Deputy Owen Gore loves dogs. It’s evident in the way he talks about his former dog Hunter, who died in April, and his current canine partner Stryker.
Stryker and Gore spent eight weeks and more than 400 hours together training. As a result the two learned to work as a team and more importantly — last week — Stryker qualified as an Explosive K-9.
The two completed field trials Nov. 17 under the watchful eyes of Bryant Arrington, a Master Trainer for the Virginia State Police K-9 association, and an officer with the Culpeper Sheriff’s Office. Now the two are qualified to participate in K-9 searches for the Culpeper County Sheriff’s Office.
Stryker came to Culpeper via the Czech Republic. According to Gore, the bloodlines for dogs from the Republic are more documented and as a result better dogs come from the area. Arrington picked Stryker from a group brought to the United States for law enforcement use. Stryker, in Arrington’s expert opinion, was the best fit for the Culpeper Sheriff’s Office and he brought the dog here.
Stryker and Gore tested in different environments, from a static wall test for explosives to an active building search, in the qualification process held last week on a brisk autumn day. The field examination took hours.
Deputy Gore still misses Hunter but Stryker seems to have captured the young officer’s affection.
Gore originally started his law enforcement career in the Orange County Sheriff’s Office.
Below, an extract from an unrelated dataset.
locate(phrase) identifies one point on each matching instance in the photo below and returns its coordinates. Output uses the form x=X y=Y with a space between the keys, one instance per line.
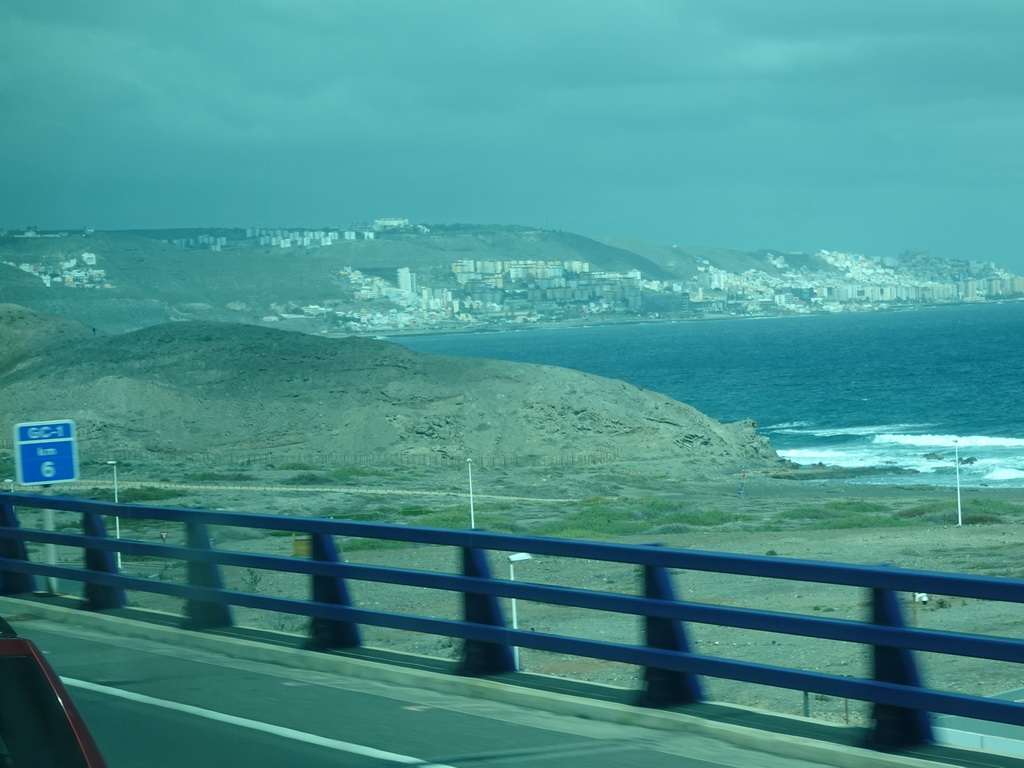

But the Culpeper native wanted to return home and in 2008 he joined the Culpeper Sheriff’s Office. He started out working as a patrol deputy but his goal was to become a K-9 officer. In 2011 he achieved that goal with Hunter.
With Stryker as his partner Gore says he is looking forward to returning as an active K-9 team. While he misses Hunter, and says he is grateful for the support shown to him from the community upon the dog’s passing, he is excited about the future with Stryker.